08 Jun 2009 - Bruno Prior

Just a quick follow up to my post on the Jury Team. It seems the British public have no more taste than I do for people who stand for everything and nothing. At a time when independents should benefit, and the Jury Team had had a fair amount of oxygen of publicity (including appearances by Sir Paul Judge on the TV and in national papers, and an Election Broadcast), the Jury Team seem to have been wiped out in the European elections last night. From what I observed, they never achieved more than around 8,000 votes in any region (which at a guess will amount to less than 1% of the vote and less than 0.3% of the electorate), when even obscure parties like the English Democrats, the Christian Party, and the various "real socialist" alternatives were polling many times that.

They have gone strangely silent since voting night. There's nothing on the website, and they haven't been tweeting. Could they have suddenly realised that people don't just vote for a person and some airy-fairy promises to "clean up" politics, but for the programme that a candidate espouses and has some hope of promoting?

You only had to watch their Election Broadcast, and look at the statements of some of their candidates on their home page, to realize that there was nothing there to vote for.
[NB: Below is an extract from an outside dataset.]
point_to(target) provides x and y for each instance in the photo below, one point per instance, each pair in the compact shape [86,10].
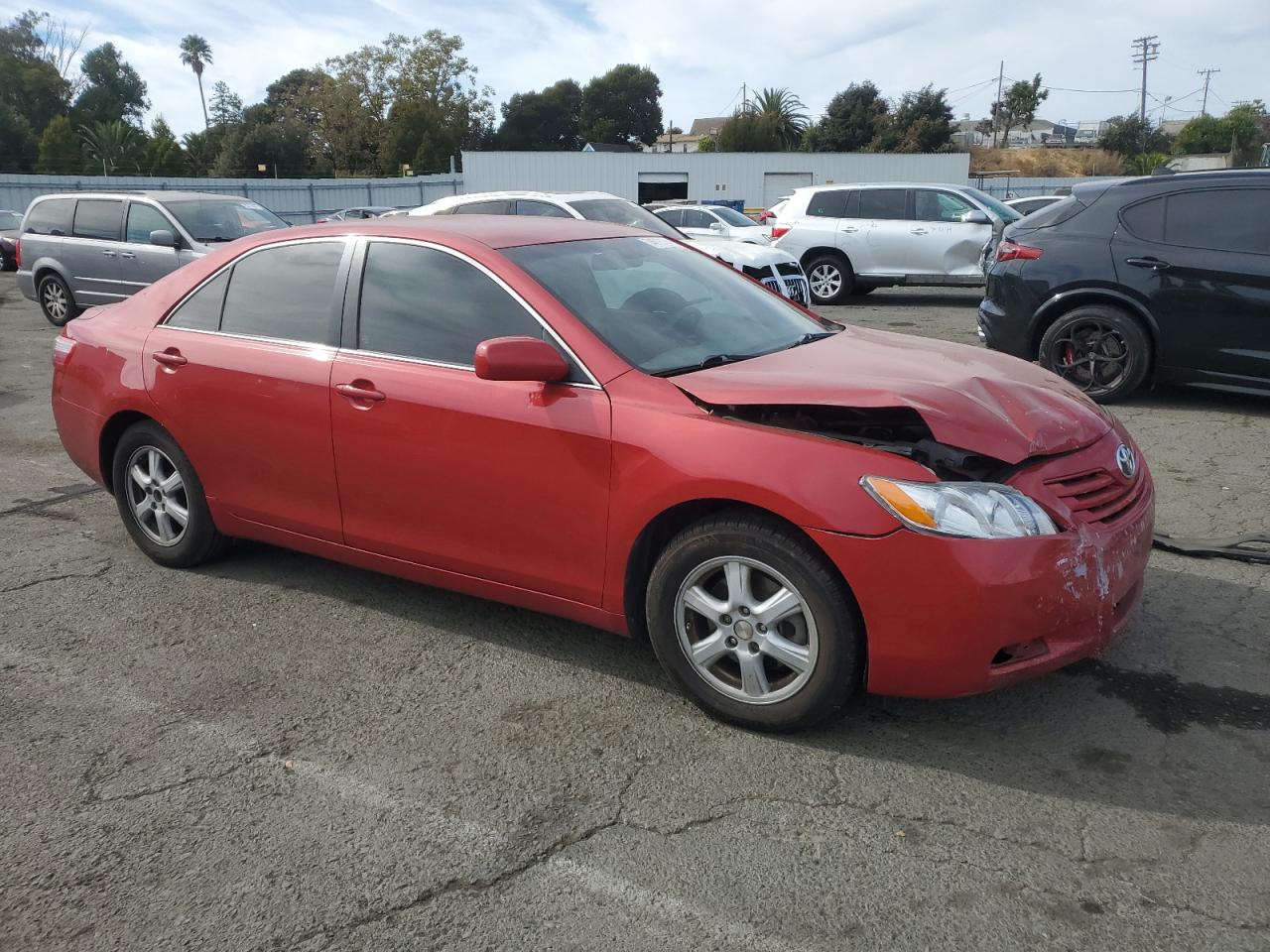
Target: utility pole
[996,112]
[1146,50]
[1206,73]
Andrew Armes, East of England region: 'Independent candidates can really represent the diverse views of the electorate rather than career politicians. In my line of work we do business and life coaching which is all about developing open and honest and independent thinking and these sit very well with the proposals of the Jury Team around transparent, honest and open government.'

James Lowey, East Midlands region: 'All the parties are the same - the main three as well as most of the fringe ones - and I really see and feel a real need for change.'

Reza Tabrizi, London region: 'Politicians are clearly disconnected with people and out of touch with their needs. This has got to stop; the party system is clearly broken.'

Barbara Hibbert, Yorkshire & Humberside region: 'I've always been interested in politics but I've never felt able to commit enough to any one party before. So the opportunity to stand under the Jury Team umbrella is ideal for me. It gives me a chance to be independent but to have a group to work with.'

OK, but what do you stand for?

Looks like another stillborn political movement. People want a clear exposition of an alternative and critique of the government (like Dan Hannan gave us), not a random collection of whingers about "the system".